LA BOUTIQUE DE MARYAM
Ils parlent peu, ces prêtres habitués à une charité opérative, intelligente. Ils nous conduisent dans une petite boulangerie. Sur le seuil Khalil, 29 ans. « Goûtez ces biscottes », dit-il, fier de lui, « c’est ce que je réussis le mieux ». Il a raison, le plateau se vide en un rien de temps. Son rêve était d’ouvrir une pâtisserie, avec l’aide des frères il a réussi. Le commerce a démarré et en mai il s’est marié. Il a décidé de rester dans son pays. Voilà, la Syrie peut repartir de là, de ce désir d’être protagoniste de sa propre vie au lieu de se résigner à n’être qu’un triste figurant. Un désir qui explose sous nos yeux quand nous rencontrons la jeune Maryam, qui grâce à l’aide reçue a pu ouvrir sa boutique de vêtements (« J’ai peu de clients pour le moment, mais avec la grâce de Dieu je suis certaine qu’ils viendront tôt ou tard », dit-elle sereinement), ou les scouts (contraints de se réunir dans un grenier, mais toujours enthousiastes de leur amitié), puis les petits musiciens qui apprennent à jouer de la trompette au sous-sol du couvent de Azizyeh, les filles de la chorale, les enfants qui font le catéchisme ou qui se poursuivent dans le camp de réfugiés de Jibrin. Ce sont eux l’avenir, un avenir magnifique.

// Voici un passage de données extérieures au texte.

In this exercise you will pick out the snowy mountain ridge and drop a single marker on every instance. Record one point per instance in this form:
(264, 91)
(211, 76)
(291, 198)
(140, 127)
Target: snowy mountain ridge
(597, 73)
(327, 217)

Même s’ils ne parlent pas, même s’ils sont cloués au lit comme Judy. Nous l’avons rencontrée à Saint Louis, l’hôpital des sœurs franciscaines près du quartier chrétien de Azizyeh : une frêle fillette de onze ans, dans le coma depuis quelques mois. Dans une chambre pour elle seule, un luxe à Alep aujourd’hui. Sa maman Amina est musulmane, elle porte un voile noir. Jour et nuit, elle est là. C’est elle qui nous raconte ce qui s’est passé. Le 6 décembre Judy était en train de jouer avec ses amies quand une bombe s’est écrasée sur leur maison. « Les éclats ont traversé la boîte crânienne, pour l’instant elle parvient seulement à ouvrir les yeux. On ne sait pas comment cela évoluera ». Aucun de nous n’a le courage de dire un mot. Tandis qu’une infirmière nous renseigne sur la condition de la fillette, la maman prend une petite peluche qu’on lui a offerte et la lui met dans les bras. Avant de quitter la chambre, le père Ibrahim demande s’il peut dire une prière à Marie, en montrant l’icône de la Vierge de la Tendresse au-dessus du petit lit. Quand le prêtre bénit la fillette, Amina s’émeut. Les deux s’embrassent et tournent le regard vers la maman de Jésus. Elle aussi a connu la même angoisse, il y a deux mille ans. Elle comprendra.